Inertia has this way of grabbing me and Barry. When we travel, we just keep going. When we stop, it’s hard to get going again.
We were sitting in a Wal-Mart parking lot in New Hampshire, discussing our options. To get out of inertia’s grasp, we’d just driven out of Moose River without making further plans. Were there things to see in New Hampshire? If so, what, besides the cheapest liquor stores in the U.S.?
Barry surprised me.
“You know that ‘Old Man in the Mountain’ that’s on the New Hampshire quarter and all their road signs?
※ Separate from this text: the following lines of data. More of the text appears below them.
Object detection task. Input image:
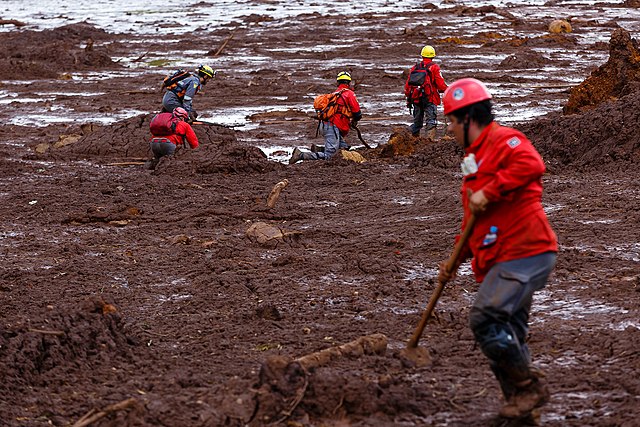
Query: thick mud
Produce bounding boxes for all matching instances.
[0,2,640,426]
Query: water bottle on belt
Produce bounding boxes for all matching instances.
[482,225,498,246]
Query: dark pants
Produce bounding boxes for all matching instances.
[162,90,184,113]
[303,122,349,160]
[409,101,437,136]
[469,252,556,397]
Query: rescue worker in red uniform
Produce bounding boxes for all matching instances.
[149,107,200,169]
[404,45,447,141]
[439,78,558,425]
[289,71,362,164]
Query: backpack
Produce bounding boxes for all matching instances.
[162,70,191,90]
[408,61,434,97]
[149,113,180,136]
[313,89,351,121]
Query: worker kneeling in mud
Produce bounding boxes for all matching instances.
[149,107,200,169]
[289,71,362,165]
[439,79,558,425]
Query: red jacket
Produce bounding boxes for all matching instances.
[404,58,447,105]
[329,84,360,136]
[152,120,200,148]
[458,122,558,282]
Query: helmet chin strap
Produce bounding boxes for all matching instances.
[463,115,471,148]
If we passed within ten miles of it, I’d like to stop.”
I looked at my guidebook (copyright 2003) and my road map (one index finger = 10 miles), and right there at Wal-Mart, we were less than 10 miles from it.
We drove to a special “viewing area” at Franconia Notch State Park. There was a massive, multi-level parking lot with hundreds of parking spaces. I thought to myself, “Must be off season; there are only about six cars here.”
Skipping the museum and gift shop, we headed down the quarter-mile path. At the end, a sign dramatically pronounced, “Here above your heads…” We looked up. Above our heads was a green mountain, no old man. I turned around, looked all about me, craning my neck. Then the other, newer sign registered on my consciousness.
In May 2003, the old man’s face fell. New Hampshire lost its proudest landmark. This, despite almost a century of work to shore it up with cables, cement, and fiberglass. Time — and acid rain — weakened the chin, and it tumbled off, taking lips, nose, and forehead along with it.
And now, New Hampshire is a state with lots of parking, restrooms, a gift shop, and a nice trail. But no face. The face now resides on mugs, quarters, t-shirts, road signs — and postcards. Strangely, none of the postcards show the place as it is now, despite having a year to get new ones printed.
Nobody, except me, wants a postcard of the Old Man Whose Face Fell Off the Mountain.